JCVD
Release Date: Nov. 7 (limited)
Director: Mabrouk El Mechri
Writers: Frédéric Bénudis, Mabrouk El Mechri, Christophe Turpin
Cinematographer: Pierre-Yves Bastard
Starring: Jean-Claude Van Damme
Studio/Run Time: Peach Arch, 96 mins.
When was the last time you watched a Jean-Claude Van Damme movie? Hard Target (1993) may have been the flick that brought Hong Kong genius John Woo to Hollywood, but the Muscles from Brussels has not been in the ascendant in a long, long while. Van Damme, who just turned 48, belongs to a different generation of action hero—the hyper-masculine, death-dealing martial arts master whose lady-killing ways don’t rely too much on nuance. These days, all our superheroes, double agents and fearless men who race on dangerous missions to save the free world, yada yada yada, have gone emo. Matt Damon? C’mon! (Actually, the Bourne Trilogy is pretty great, but it’s a different order of Things Blowing Up Real Good.)

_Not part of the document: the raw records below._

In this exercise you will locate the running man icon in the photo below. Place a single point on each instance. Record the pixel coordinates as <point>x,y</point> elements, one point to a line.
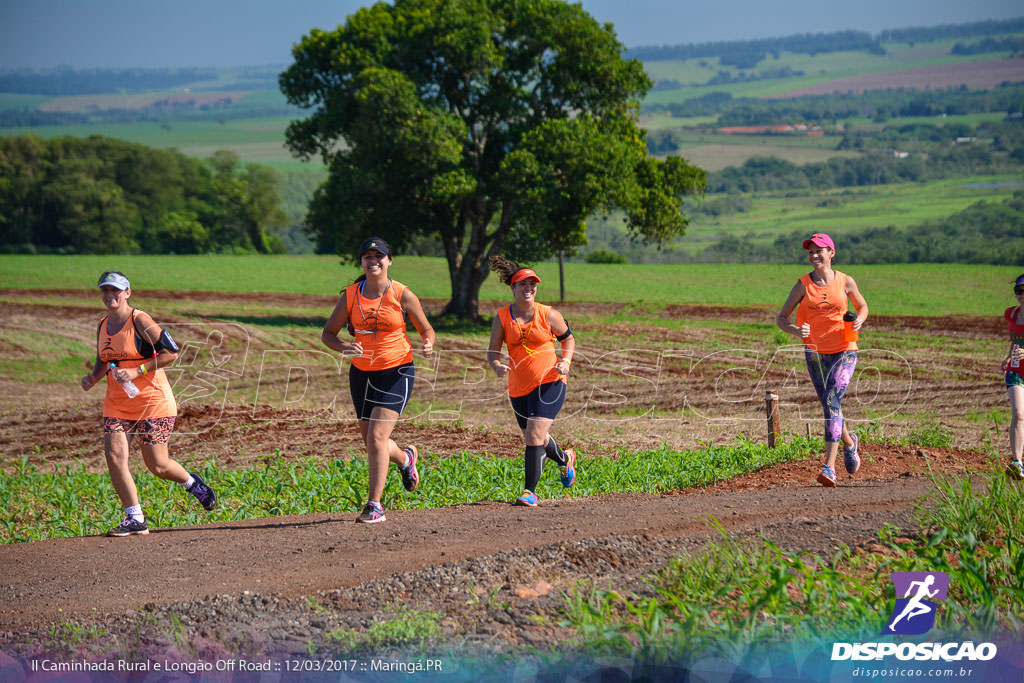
<point>916,588</point>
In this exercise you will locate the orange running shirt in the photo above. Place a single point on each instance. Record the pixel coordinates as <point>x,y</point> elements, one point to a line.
<point>380,327</point>
<point>531,349</point>
<point>155,397</point>
<point>823,308</point>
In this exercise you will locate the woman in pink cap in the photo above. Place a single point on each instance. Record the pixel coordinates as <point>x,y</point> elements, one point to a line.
<point>1013,373</point>
<point>536,374</point>
<point>821,299</point>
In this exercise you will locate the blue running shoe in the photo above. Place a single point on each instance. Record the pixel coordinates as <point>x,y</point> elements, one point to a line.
<point>203,494</point>
<point>129,526</point>
<point>528,499</point>
<point>568,472</point>
<point>410,476</point>
<point>372,514</point>
<point>850,457</point>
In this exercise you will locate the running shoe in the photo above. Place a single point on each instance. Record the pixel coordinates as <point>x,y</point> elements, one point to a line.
<point>410,477</point>
<point>1015,470</point>
<point>850,457</point>
<point>372,514</point>
<point>203,493</point>
<point>528,499</point>
<point>827,476</point>
<point>568,472</point>
<point>130,526</point>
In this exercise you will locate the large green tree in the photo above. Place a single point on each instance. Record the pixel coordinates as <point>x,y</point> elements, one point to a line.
<point>498,125</point>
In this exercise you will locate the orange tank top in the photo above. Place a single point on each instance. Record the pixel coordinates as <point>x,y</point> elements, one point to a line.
<point>380,327</point>
<point>823,308</point>
<point>155,397</point>
<point>531,349</point>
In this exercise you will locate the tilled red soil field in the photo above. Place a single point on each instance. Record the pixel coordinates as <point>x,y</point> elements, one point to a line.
<point>281,585</point>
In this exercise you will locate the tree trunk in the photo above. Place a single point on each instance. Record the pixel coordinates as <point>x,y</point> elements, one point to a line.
<point>467,271</point>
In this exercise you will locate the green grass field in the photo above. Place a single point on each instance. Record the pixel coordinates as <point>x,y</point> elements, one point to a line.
<point>846,211</point>
<point>816,69</point>
<point>722,154</point>
<point>258,139</point>
<point>891,290</point>
<point>10,100</point>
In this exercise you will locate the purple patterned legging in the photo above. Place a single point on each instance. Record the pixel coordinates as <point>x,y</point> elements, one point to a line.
<point>830,374</point>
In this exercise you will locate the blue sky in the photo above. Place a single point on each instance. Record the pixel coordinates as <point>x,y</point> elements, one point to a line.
<point>225,33</point>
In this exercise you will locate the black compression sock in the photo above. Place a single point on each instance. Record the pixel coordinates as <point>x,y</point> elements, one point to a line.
<point>535,465</point>
<point>554,453</point>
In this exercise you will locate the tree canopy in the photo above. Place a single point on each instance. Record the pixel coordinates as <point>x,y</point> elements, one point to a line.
<point>498,125</point>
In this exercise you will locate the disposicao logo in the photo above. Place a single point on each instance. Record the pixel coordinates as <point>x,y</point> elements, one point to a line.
<point>913,613</point>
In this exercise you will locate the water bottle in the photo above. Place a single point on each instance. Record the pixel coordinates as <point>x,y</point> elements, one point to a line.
<point>128,386</point>
<point>849,334</point>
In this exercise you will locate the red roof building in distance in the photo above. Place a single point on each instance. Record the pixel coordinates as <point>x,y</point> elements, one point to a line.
<point>755,130</point>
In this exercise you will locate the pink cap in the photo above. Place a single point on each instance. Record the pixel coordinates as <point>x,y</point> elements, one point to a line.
<point>821,240</point>
<point>524,273</point>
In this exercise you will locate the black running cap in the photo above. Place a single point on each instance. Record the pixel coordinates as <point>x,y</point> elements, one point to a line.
<point>375,244</point>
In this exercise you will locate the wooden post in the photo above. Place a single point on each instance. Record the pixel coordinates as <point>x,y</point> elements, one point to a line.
<point>771,413</point>
<point>561,276</point>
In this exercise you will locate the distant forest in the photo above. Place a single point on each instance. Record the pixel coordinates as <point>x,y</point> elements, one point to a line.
<point>748,53</point>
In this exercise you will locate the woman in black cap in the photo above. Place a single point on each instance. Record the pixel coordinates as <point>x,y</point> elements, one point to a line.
<point>375,309</point>
<point>1013,374</point>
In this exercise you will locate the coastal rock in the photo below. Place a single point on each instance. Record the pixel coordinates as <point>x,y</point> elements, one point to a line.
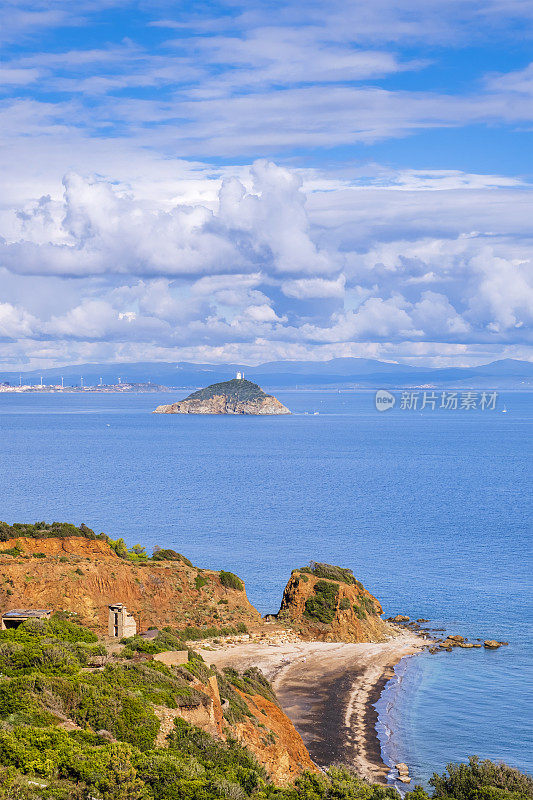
<point>403,772</point>
<point>332,609</point>
<point>82,576</point>
<point>237,396</point>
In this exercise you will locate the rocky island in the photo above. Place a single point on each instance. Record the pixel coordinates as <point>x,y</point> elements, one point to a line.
<point>237,396</point>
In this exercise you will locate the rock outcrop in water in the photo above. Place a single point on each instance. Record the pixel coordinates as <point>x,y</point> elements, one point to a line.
<point>327,603</point>
<point>237,396</point>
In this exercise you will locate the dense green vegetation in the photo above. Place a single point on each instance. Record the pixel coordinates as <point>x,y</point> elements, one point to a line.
<point>52,674</point>
<point>230,581</point>
<point>169,555</point>
<point>330,572</point>
<point>44,530</point>
<point>239,390</point>
<point>323,604</point>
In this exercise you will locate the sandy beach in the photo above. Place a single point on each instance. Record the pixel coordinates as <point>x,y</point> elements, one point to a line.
<point>328,690</point>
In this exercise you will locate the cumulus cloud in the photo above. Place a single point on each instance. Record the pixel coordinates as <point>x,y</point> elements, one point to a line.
<point>281,264</point>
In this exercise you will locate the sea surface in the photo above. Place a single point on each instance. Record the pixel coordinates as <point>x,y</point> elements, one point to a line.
<point>431,509</point>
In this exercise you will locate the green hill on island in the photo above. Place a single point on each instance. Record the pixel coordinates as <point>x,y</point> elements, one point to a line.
<point>237,396</point>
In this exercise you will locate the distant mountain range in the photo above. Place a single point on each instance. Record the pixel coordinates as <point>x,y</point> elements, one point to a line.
<point>336,373</point>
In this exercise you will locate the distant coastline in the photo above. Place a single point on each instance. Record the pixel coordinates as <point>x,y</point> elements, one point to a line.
<point>115,388</point>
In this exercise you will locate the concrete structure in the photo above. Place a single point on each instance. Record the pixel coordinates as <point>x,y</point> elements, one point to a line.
<point>172,658</point>
<point>12,619</point>
<point>120,623</point>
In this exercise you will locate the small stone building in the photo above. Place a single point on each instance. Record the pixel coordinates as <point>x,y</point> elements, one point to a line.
<point>120,623</point>
<point>12,619</point>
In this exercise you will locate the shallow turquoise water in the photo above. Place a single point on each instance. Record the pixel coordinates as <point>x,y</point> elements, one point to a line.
<point>431,510</point>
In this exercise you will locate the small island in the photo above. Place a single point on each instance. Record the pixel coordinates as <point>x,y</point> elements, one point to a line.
<point>237,396</point>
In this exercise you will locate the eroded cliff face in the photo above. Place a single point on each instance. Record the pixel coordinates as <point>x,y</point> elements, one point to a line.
<point>336,612</point>
<point>268,733</point>
<point>84,576</point>
<point>222,404</point>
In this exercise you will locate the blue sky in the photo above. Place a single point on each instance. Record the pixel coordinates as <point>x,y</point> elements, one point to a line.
<point>248,181</point>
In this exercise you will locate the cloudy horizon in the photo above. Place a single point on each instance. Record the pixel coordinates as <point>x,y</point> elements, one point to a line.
<point>265,181</point>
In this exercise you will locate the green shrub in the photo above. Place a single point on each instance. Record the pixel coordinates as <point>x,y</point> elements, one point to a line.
<point>472,780</point>
<point>329,572</point>
<point>200,581</point>
<point>43,530</point>
<point>323,604</point>
<point>230,581</point>
<point>170,555</point>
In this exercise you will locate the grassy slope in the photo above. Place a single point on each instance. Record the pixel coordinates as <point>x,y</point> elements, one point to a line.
<point>239,390</point>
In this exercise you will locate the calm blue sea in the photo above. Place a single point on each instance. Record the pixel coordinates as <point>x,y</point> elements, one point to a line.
<point>431,509</point>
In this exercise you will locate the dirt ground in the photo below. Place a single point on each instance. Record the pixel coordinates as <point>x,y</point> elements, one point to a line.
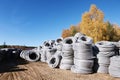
<point>21,70</point>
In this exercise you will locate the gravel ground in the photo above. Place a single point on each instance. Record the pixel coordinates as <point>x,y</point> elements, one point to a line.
<point>21,70</point>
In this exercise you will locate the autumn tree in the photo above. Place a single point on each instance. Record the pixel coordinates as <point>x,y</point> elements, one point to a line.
<point>70,32</point>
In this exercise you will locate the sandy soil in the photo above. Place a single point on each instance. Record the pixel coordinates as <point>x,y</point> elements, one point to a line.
<point>21,70</point>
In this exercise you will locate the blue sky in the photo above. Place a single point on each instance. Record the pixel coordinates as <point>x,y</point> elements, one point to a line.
<point>30,22</point>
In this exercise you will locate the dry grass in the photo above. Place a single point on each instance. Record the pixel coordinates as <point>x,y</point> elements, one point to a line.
<point>41,71</point>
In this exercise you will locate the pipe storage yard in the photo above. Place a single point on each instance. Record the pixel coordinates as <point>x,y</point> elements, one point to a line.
<point>70,58</point>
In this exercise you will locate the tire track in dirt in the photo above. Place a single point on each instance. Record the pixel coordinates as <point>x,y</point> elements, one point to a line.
<point>41,71</point>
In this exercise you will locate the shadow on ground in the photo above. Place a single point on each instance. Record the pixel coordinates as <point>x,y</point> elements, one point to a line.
<point>11,65</point>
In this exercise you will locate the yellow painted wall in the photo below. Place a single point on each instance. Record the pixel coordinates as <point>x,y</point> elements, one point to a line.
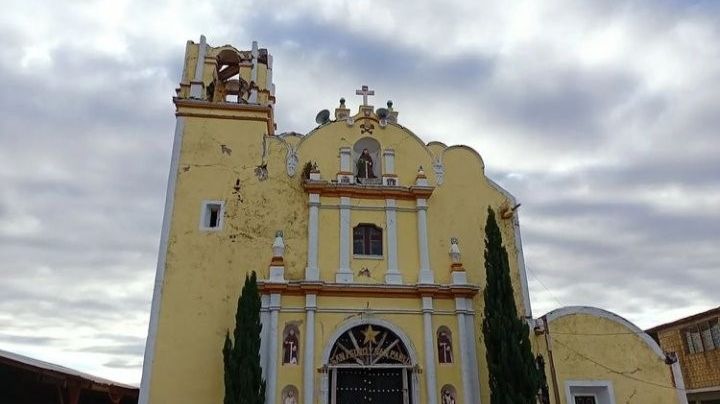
<point>204,270</point>
<point>587,347</point>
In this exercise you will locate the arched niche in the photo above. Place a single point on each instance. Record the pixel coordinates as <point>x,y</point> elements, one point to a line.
<point>448,394</point>
<point>443,338</point>
<point>291,345</point>
<point>289,395</point>
<point>367,173</point>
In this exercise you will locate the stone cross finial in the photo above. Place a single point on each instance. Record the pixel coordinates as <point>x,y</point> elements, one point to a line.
<point>364,91</point>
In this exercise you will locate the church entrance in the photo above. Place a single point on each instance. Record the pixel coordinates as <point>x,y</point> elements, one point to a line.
<point>370,364</point>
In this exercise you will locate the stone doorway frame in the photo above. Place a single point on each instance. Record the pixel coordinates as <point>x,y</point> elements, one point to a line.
<point>347,325</point>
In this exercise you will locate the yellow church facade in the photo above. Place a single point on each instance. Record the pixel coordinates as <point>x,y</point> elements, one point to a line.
<point>368,243</point>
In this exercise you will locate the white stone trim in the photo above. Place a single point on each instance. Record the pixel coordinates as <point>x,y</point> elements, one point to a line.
<point>309,360</point>
<point>348,324</point>
<point>680,390</point>
<point>459,277</point>
<point>204,213</point>
<point>393,273</point>
<point>472,352</point>
<point>518,247</point>
<point>149,358</point>
<point>275,304</point>
<point>268,81</point>
<point>599,384</point>
<point>312,273</point>
<point>429,341</point>
<point>464,358</point>
<point>344,274</point>
<point>594,311</point>
<point>426,275</point>
<point>265,323</point>
<point>252,99</point>
<point>196,86</point>
<point>277,274</point>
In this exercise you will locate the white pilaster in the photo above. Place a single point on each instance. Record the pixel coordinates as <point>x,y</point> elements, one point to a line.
<point>149,357</point>
<point>309,360</point>
<point>426,275</point>
<point>253,74</point>
<point>393,273</point>
<point>265,322</point>
<point>472,351</point>
<point>196,85</point>
<point>465,363</point>
<point>312,273</point>
<point>275,300</point>
<point>431,380</point>
<point>344,274</point>
<point>269,84</point>
<point>679,382</point>
<point>345,159</point>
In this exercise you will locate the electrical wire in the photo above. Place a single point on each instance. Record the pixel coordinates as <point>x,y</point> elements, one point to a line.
<point>615,371</point>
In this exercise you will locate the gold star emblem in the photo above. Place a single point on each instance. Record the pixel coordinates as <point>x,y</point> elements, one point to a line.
<point>370,335</point>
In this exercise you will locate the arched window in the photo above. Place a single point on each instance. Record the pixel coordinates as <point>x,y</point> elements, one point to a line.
<point>367,240</point>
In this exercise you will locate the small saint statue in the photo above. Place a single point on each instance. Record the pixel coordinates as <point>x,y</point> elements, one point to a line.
<point>444,348</point>
<point>290,397</point>
<point>290,347</point>
<point>447,397</point>
<point>365,165</point>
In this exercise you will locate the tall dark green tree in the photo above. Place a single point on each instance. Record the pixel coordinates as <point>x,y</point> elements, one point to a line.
<point>514,378</point>
<point>241,355</point>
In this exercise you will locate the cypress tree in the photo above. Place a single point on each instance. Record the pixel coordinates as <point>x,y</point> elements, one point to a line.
<point>243,375</point>
<point>514,378</point>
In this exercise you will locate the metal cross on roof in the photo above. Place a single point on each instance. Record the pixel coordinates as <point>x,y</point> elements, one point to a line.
<point>365,92</point>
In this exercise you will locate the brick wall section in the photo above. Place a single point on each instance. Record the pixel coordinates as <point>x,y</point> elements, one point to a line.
<point>700,370</point>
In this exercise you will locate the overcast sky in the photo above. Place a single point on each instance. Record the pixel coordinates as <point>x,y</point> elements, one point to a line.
<point>601,117</point>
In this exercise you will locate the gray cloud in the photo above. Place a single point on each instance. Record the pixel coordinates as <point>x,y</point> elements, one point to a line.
<point>602,123</point>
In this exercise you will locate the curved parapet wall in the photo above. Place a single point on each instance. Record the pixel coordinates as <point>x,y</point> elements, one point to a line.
<point>591,351</point>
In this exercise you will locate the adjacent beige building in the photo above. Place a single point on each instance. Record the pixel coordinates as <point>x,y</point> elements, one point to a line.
<point>696,342</point>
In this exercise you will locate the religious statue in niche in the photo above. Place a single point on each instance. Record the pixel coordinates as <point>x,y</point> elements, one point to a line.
<point>290,346</point>
<point>448,396</point>
<point>289,395</point>
<point>365,166</point>
<point>444,346</point>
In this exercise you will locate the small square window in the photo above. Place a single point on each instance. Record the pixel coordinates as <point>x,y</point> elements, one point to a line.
<point>211,216</point>
<point>367,240</point>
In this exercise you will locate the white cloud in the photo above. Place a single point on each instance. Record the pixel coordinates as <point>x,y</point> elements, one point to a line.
<point>600,117</point>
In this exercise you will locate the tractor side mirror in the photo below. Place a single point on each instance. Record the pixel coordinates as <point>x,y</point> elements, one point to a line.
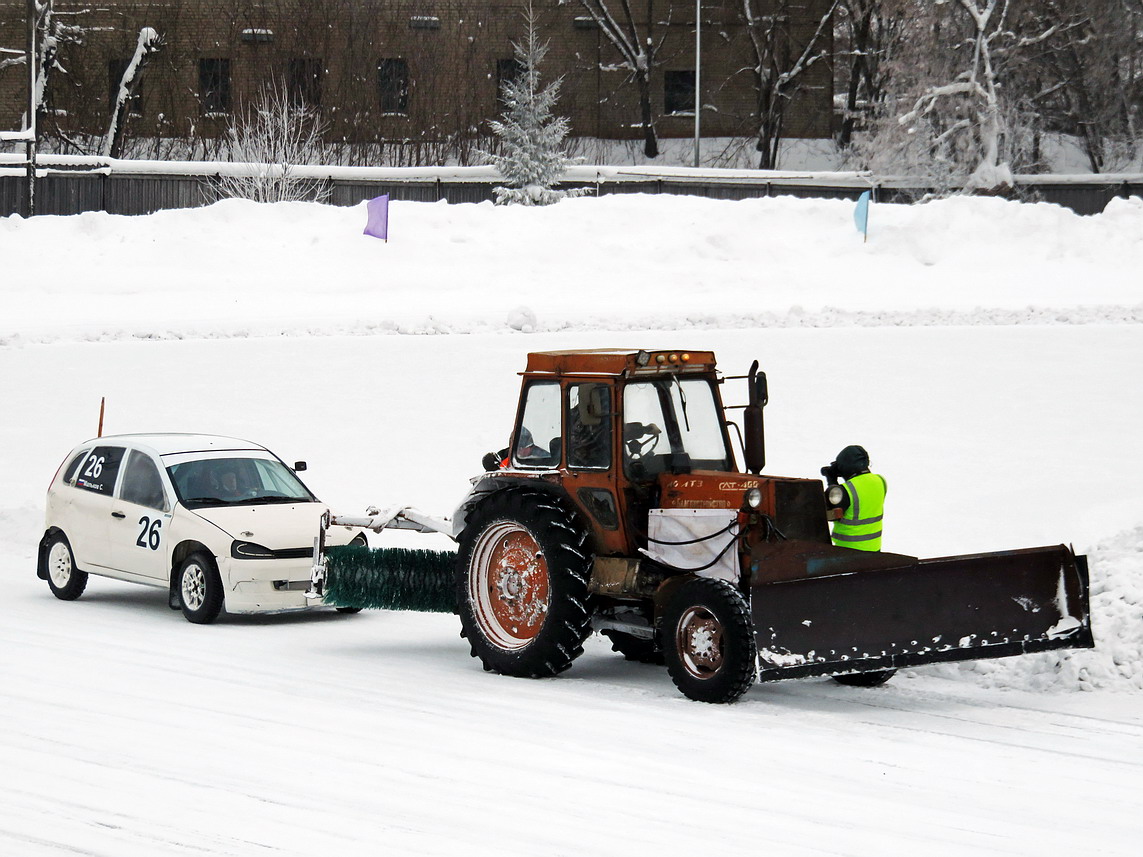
<point>753,423</point>
<point>759,391</point>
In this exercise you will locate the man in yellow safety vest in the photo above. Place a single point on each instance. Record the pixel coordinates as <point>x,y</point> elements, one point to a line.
<point>861,501</point>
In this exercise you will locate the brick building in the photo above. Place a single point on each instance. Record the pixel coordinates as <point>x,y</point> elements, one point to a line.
<point>418,74</point>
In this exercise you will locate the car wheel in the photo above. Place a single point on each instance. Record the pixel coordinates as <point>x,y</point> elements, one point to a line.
<point>709,641</point>
<point>522,585</point>
<point>65,581</point>
<point>865,680</point>
<point>199,589</point>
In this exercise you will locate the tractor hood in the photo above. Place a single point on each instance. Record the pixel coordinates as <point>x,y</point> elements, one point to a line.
<point>274,526</point>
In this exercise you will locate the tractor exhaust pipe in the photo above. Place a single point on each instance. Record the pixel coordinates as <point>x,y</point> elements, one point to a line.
<point>752,418</point>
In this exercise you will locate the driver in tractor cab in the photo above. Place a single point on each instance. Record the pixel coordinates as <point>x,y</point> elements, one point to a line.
<point>527,451</point>
<point>861,499</point>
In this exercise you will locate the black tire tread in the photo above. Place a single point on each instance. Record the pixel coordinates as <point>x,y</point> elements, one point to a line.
<point>213,602</point>
<point>77,583</point>
<point>568,623</point>
<point>738,671</point>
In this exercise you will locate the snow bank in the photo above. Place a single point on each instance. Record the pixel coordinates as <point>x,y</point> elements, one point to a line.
<point>622,262</point>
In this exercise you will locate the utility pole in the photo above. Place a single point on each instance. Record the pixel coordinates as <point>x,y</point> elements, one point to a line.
<point>698,89</point>
<point>32,69</point>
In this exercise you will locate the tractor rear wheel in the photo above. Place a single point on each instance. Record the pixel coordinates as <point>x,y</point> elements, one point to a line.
<point>709,641</point>
<point>522,574</point>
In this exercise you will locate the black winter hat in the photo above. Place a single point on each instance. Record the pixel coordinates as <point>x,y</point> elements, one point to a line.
<point>852,461</point>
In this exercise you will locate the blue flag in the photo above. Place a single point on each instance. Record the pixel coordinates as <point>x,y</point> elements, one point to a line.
<point>861,214</point>
<point>377,225</point>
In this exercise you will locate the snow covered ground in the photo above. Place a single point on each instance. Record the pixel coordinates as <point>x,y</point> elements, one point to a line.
<point>1001,342</point>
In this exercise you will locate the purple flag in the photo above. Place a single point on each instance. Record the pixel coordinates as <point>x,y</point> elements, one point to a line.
<point>377,224</point>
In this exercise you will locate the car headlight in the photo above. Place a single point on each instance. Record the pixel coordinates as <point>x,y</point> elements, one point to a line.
<point>249,551</point>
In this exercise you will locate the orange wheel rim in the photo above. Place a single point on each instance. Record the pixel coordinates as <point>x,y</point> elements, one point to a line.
<point>509,586</point>
<point>698,641</point>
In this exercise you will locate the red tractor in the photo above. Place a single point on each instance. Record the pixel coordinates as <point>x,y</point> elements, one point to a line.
<point>618,507</point>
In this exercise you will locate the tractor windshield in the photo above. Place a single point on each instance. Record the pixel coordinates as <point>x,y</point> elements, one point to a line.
<point>672,425</point>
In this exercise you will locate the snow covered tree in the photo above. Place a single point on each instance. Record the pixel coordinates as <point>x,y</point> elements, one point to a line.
<point>533,158</point>
<point>149,43</point>
<point>271,138</point>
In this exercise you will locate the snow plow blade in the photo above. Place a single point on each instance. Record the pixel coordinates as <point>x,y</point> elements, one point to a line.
<point>854,611</point>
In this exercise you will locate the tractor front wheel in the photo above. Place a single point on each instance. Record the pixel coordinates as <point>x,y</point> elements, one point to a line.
<point>709,641</point>
<point>522,585</point>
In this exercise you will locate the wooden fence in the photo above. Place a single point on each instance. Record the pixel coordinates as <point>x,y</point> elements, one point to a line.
<point>119,191</point>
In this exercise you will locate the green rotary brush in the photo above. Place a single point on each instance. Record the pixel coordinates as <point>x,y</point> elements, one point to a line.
<point>391,578</point>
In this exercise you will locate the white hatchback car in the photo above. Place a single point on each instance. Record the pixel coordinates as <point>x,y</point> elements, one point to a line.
<point>218,522</point>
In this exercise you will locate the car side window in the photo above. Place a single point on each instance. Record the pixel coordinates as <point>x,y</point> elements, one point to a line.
<point>72,470</point>
<point>142,482</point>
<point>98,470</point>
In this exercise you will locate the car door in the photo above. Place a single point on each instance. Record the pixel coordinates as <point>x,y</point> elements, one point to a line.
<point>140,520</point>
<point>89,513</point>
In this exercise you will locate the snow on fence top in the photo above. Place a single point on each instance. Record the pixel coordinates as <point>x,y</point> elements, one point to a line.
<point>16,163</point>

Yes, J-C has been consigned to straight-to-video limbo for a small eternity. Remember Replicant? Narco? How about Wake of Death? Until Death? Surely In Hell? You get the idea. Much like his 2002 film, released in Europe as Terror Train, Van Damme’s marquee market value was Derailed. But it sure is fun to read his IMDb page. Alas, what’s a studly avatar to do? Go emo, of course.
JCVD offers Van Damme the role he was born to play: Himself. Or a variation on his real-life self that plays the tension between screen persona and troubled middle-aged action hero in a way Charlie Kaufman could appreciate. Instigated by a producer and conceived by Van Damme fan and director Mabrouk El Mechri, the film makes liberal use of real events from its star’s life to spin a self-reflexive story whose telling seems to be equally inspired by Pulp Fiction (the basic narrative is replayed from multiple perspectives) and the acidic behind-the-scenes satire of Entourage.
Indeed, the movie opens with an archetypal action sequence: Van Damme on enemy ground, kickboxing, hand grenading and automatic weaponing a small army of swarthy terrorist-types to rescue a comely hostage. Cut! It’s readily apparent that it’s only a movie, down to the bored Asian director and the Eastern European location. We follow Van Damme as he argues with his agent about his roles, visits a courtroom where his own movies are used as evidence against him in a custody battle, and sense his growing vulnerability as he watches his star fade, along with the rest of his life.
But then, he ends up in a bank robbery. Hoping to pick up a wire from his agent to pay his impatient lawyer, Van Damme wanders into a stick-up/hostage situation almost exactly like in one of his movies. The shaggy crew of gunmen immediately use their guest celebrity as a decoy-of-sorts, forcing him to deceive the battalion of police outside into believing that he is the culprit, gone berserk after one cocaine binge too many. El Mechri fragments the scenario, so that bits of information are withheld, as the camera loops around the same events from different angles. The scenes are shot in lighting that makes every frame appear as if dipped in glistening mud, a tactic perhaps aimed at signifying JCVD’s movie-movie artifice, but perhaps more than a tad precious for the conceit. Unless it’s another punchline.
It’s that uneasiness between laughs and genuine pathos that gives the movie its real kick. When the drama suddenly suspends about an hour in and Van Damme rises up above the set on a lift to address the camera directly, all the self-deprecating footnotes gather unlikely force as the real Jean-Claude makes us, for once, feel his pain. His monologue, a literal cri de coeur, barely even needs subtitles to be effective. At the movie’s showing at a film festival in Sitges, Spain last month, there was no English translation provided. Still, with a tear-soaked confession—Je ne suis pas un animal! Je suis un être humain!—J-C proves that even a washed-up action dude can have his Hamlet moment, and kick it through the wall.